Today’s letters reflect again on the aftermath of the terrorist attack which happened in Manchester in the evening of Monday, 22nd of May 2017. This atrocity will engage us for some time to come. It should not be pushed into the background, nor should the questions to which this gives rise. After all, the surviving victims will have to face their whole lives to come to terms with what happened, so the least we can do is to try and keep on  asking the inconvenient questions. This time, we should not “draw a line and move on”. The first letter comes from our reader Roger Arthur:

Sir,

Why do hundreds of IS recruits, who have returned from action in the Middle East, remain at large in the UK? Is it because the Control Orders, which were designed to contain the risk, were deemed in breach of the European Law of Human Rights? It seems that the number detained is less than 10.

So a group of fundamentalists has declared war on non-believers, but the ECHR stops us from taking the kind of defensive action, which we would take in wartime.

After the UK has removed from the ECJ jurisdiction, then we should be better able to control the risk. Yes some might regard that as a “hard” Brexit, but it is not half as hard as leaving UK citizens open to the risk of death or disfigurement, from known terrorists.

Respectfully, Roger J. Arthur

The second letter is from our contributor and reader Alan Piper, who is standing as PPC in Barrow & Furness:

I and many others attended a vigil on Tuesday to reflect on the appalling events in Manchester. It was very moving. But before I left I read the condolences books and saw a comment from a young girl saying “this should not have happened”.

It struck me then, and I wrote under her comment, “this should never have been allowed to happen”. Because the hideous price paid by those poor murdered children and their shattered families has only come to pass because of the grown-ups who have let this happen.

And when I first saw the news on Tuesday, not for the first time it took the President of the United States to be the first to spell out who and what was responsible for the outrage unleashed on those children on Monday night, the Islamic-inspired, pure hatred for our way of life and their hell-bent determination to destroy it.

Our politicians still can not bring themselves to confront this simple truth and all the shock, virtue signalling and sombre words cannot disguise their collective culpability for this outrage.

But the politicians are not alone. I remember the recent Archbishop of Canterbury Rowan Williams rather wearily welcoming Sharia to our shores as inevitable. And the contemporary Lord Chief Justice, Matthew something, doing the same.

And Tony Blair as Prime Minister extended the postal voting system, from relatively limited special interest groups to the entire electorate, irrespective of the manipulation and electoral fraud warnings that entailed. Later he too extended his welcome to the establishment of Sharia “courts”, which operate behind closed doors, all for electoral advantage.

As recently as the 29th April, a lady called Anne Marie Waters came to this town to speak about the reality of Sharia, and FGM, and honour killings, and the domestic and sexual slavery it entails. In this land.

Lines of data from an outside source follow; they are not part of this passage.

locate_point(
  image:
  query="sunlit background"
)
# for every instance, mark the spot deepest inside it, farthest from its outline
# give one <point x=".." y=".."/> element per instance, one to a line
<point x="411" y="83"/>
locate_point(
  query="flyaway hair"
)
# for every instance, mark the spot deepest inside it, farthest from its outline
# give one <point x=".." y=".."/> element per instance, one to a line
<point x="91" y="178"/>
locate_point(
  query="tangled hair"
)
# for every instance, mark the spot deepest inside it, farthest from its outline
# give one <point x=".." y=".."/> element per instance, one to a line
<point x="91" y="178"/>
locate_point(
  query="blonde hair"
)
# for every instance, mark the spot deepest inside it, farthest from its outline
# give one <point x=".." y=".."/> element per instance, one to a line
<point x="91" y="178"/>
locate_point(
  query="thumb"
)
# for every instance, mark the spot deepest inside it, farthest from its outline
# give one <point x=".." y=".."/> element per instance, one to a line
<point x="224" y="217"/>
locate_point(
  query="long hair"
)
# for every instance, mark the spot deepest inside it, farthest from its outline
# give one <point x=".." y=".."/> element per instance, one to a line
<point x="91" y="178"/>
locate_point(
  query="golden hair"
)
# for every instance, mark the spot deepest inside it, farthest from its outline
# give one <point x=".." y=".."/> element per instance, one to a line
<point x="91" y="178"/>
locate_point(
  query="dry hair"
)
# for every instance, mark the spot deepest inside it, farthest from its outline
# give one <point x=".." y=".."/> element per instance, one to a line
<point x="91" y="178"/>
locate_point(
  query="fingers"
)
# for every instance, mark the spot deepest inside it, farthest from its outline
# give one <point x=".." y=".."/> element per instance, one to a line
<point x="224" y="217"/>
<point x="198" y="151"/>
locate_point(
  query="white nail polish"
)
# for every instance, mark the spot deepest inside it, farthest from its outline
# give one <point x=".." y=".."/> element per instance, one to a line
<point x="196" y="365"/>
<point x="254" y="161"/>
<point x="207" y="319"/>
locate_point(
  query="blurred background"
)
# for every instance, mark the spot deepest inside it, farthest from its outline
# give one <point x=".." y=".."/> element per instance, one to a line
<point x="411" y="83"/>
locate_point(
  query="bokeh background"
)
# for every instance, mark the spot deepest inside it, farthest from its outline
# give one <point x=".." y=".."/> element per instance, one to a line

Her “welcome” to Barrow was to have the venue, the Abbey House Hotel, withdrawn at very short notice on a pretext because they were too frightened to admit they had been threatened. Luckily another venue stepped in. And even more luckily, the events were televised because coincidentally, the election had been called only a couple of days earlier and a snippet of me speaking at the end of her presentation reached BBC2’s Newsnight and the Daily Express because I suggested, in a slightly agricultural fashion, that Mrs May was not to be trusted with Brexit.

But then I am a publican, not a politician. I am neither radical nor an extremist. But I predict it will require considerably more resolve from the likes of publicans and others, whose moral compasses have not been re-calibrated for reasons of gain or grandeur, to confront the source of this hatred.

My daughter is 14 and has visited the Arena. My wife and her friends were there as recently as last Saturday. The terrorist was known to the authorities. And 22 innocent people have been murdered with many more injured.

Today and for many days to come, our thoughts are with them. But tomorrow your thoughts may start moving to why this outrage happened and who is culpable.

And you may also wonder why so few people came to hear the incredibly brave Anne Marie Waters, who came to this town barely 4 weeks ago.

The path to hell is, truly, paved with good intentions. And some truly base ones too.

Respectfully, Alan Piper

The last letter is by our reader Vernon Yarker, reflecting on a question many of us are asking at this time when is seems as if prosecuting the crime of hate speech is the single most important task facing our police forces:

Sir,

Why  is it that we are not permitted to dislike Islamists. Such thoughts are racist according to our Liberal and Labour elite. Thus, remembering the 52 people killed in the London bombings – the 67 UK citizens killed in the twin towers – the 30 killed on a beach in Tunisia – the 28 killed in Bali, plus now a further 22 in Manchester … there have been other deaths in-between, and not forgetting that the above figures probably resulted in even more injuries, some that meant disablement for life, yet, it seems that the most that we can allow ourselves to think and say is that ‘sometimes Islamists are very naughty’. It is with deep regret that I must therefore ask: is it my duty to report myself to the authorities for entertaining unapproved thoughts?